Four such complaints were lodged this year alone, starting on April 20, and the most recent on July 8. The property’s owner, Agenda Corporation of Toppenish, Washington – classified as “Non-Profit Human Services” with about $10 million in assets – did token clean-ups of the property; but the campers and trash returned.
“We started a campaign to urge the new owners to have the property fenced, and that happened about a week ago,” said Jennifer Young with Lents Neighbors for Justice, at a protest set up near the remaining campers on September 17.
The area on the other side of this wall has been fenced off, but several campers moved here, along SE Lafayette Street.
“I was first alerted to the this problem in the neighborhood last year, when a particular camper decided to camp out in front of an elderly woman’s home nearby,” Young told East Portland News, standing by a pile of trash in front of the newly-installed steel chain-link fence with a barbed-wire top.
“Many of the campers left, but some have just moved across the wall, and along the sidewalk behind the lot, or into the street, closer to homes,” Young pointed out.
Young said she’s spent about 20 hours a week doing outreach in the area, trying to help campers find housing. “Many of them say they don’t want help, and they won’t go into a program. In fact, they’re are using the guise of homelessness to run drugs and [participate in] criminal activity.”
As their requests for help from City Bureaus and law enforcement go unheeded, trash keeps building up in the area, residents say.
Not long ago, she said, she took a local television news crew to the area to document the activity she describes. “The foot traffic was intense that morning; as kids were walking to school, we counted 163 drug buys in three hours.”
Although asked to comment on their side of the story, these campers refused to do so, and walked away.
She and neighbors are frustrated, Young commented. “I have ‘gone down the rabbit hole’ with the City [Bureaus] and the police – nobody listens to me, or to anyone else, about this problem.”
The best possible outcome for this would be enforcing of the law,” Young postulated. “This means police coming out here, and actually arresting people for drug dealing, theft, menacing, and threatening neighbors.
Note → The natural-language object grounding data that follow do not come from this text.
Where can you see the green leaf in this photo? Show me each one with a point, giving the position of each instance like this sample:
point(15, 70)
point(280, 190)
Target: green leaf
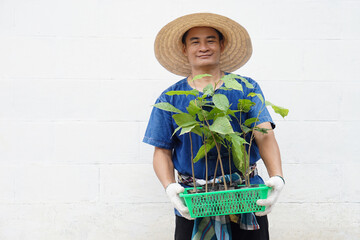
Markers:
point(244, 105)
point(210, 144)
point(231, 112)
point(248, 85)
point(225, 88)
point(221, 125)
point(193, 92)
point(279, 110)
point(238, 153)
point(252, 94)
point(197, 130)
point(208, 90)
point(193, 109)
point(167, 107)
point(201, 76)
point(233, 84)
point(184, 120)
point(187, 129)
point(177, 129)
point(214, 113)
point(250, 121)
point(221, 102)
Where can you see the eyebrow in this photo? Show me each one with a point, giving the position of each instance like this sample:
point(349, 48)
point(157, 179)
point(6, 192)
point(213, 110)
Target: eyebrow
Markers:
point(208, 37)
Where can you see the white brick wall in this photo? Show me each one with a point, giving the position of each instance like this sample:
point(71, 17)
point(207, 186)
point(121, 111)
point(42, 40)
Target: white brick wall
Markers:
point(77, 81)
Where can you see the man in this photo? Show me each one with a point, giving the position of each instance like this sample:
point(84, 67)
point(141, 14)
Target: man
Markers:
point(196, 44)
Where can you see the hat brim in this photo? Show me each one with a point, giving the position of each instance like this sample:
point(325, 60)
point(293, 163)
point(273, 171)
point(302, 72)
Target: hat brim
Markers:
point(169, 47)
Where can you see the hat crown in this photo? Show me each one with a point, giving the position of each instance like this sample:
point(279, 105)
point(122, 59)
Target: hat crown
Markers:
point(169, 47)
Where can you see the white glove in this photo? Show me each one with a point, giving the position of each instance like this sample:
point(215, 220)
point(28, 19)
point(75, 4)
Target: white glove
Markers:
point(276, 183)
point(173, 190)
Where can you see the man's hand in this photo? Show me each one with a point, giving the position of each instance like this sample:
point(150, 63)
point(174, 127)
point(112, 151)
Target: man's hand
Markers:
point(173, 190)
point(276, 183)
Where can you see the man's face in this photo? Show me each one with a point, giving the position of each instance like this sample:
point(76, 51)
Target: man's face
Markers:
point(203, 47)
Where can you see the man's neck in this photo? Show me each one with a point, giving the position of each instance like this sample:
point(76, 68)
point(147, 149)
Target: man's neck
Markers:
point(199, 84)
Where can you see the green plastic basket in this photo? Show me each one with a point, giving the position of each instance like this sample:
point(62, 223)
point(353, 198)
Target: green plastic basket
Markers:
point(242, 200)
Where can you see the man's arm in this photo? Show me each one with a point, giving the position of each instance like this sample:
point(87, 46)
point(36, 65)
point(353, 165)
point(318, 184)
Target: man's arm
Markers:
point(163, 166)
point(269, 150)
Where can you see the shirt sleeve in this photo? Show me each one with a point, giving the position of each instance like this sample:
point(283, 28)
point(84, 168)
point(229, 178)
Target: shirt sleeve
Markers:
point(160, 128)
point(260, 110)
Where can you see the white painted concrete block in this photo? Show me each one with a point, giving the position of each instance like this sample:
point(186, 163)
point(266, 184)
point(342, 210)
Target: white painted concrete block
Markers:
point(91, 142)
point(300, 19)
point(350, 20)
point(26, 142)
point(350, 96)
point(318, 145)
point(55, 17)
point(314, 221)
point(130, 183)
point(275, 60)
point(334, 61)
point(312, 183)
point(349, 184)
point(27, 56)
point(86, 221)
point(348, 148)
point(56, 184)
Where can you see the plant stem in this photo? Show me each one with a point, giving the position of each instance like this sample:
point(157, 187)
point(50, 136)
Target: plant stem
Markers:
point(247, 178)
point(192, 163)
point(206, 167)
point(219, 157)
point(230, 166)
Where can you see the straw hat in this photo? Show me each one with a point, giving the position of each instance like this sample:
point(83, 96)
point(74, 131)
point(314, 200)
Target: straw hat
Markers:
point(169, 48)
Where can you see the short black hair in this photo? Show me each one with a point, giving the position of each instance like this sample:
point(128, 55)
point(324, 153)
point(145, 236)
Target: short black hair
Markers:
point(183, 39)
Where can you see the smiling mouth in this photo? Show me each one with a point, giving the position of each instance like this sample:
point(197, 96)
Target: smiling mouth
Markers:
point(204, 56)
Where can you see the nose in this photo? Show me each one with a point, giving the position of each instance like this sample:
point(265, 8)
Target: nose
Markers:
point(203, 47)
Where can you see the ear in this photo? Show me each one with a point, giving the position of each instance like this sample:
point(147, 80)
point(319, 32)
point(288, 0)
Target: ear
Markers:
point(222, 46)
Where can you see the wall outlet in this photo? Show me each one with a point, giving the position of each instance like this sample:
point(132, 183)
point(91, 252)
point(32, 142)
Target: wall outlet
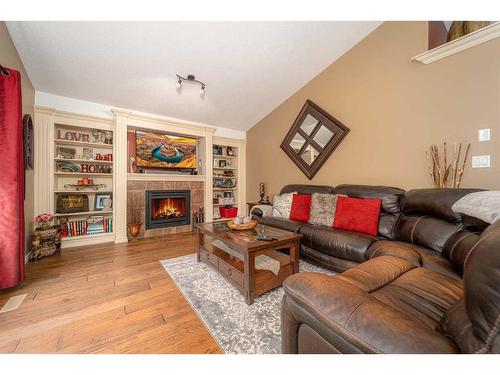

It also means cleaning up the area, and posting it, and breaking up these entrenched camps.”
This man, George Dennis Smith, an admitted addict who goes by name “Denny”, tells reporters he’s been homeless for two years, and has been camping out in the neighborhood.
Several campers in the area ducked out of sight when East Portland News and a local television station approached.
But one of the campers, George Dennis Smith, kibitzed with protesters and reporters at the scene and admitted that he comprehend the frustration of neighbors.
“All the trash around here, that’s not at all cool,” Smith said. “And some of the kinds of trash here,” he said acknowledging syringes and needles in the area, “this is not cool. And I apologize for my end of it.”
These neighbors say they became activists to help save the Lents neighborhood.
Several protesters at the site, who chose to let Young speak for them, commented that they were out on a rain-soaked Saturday morning because they feel that the Lents neighborhood has a disproportionate number of homeless.
“Can you imagine a situation like this going on for a year-and-a-half across from the house of [Portland Mayor] Charlie Hales?” interjected Young.
“We’re working for equity and enforcement throughout the in the city, and ending the marginalization of residence in the Lents community who have been going through hell,” Young concluded.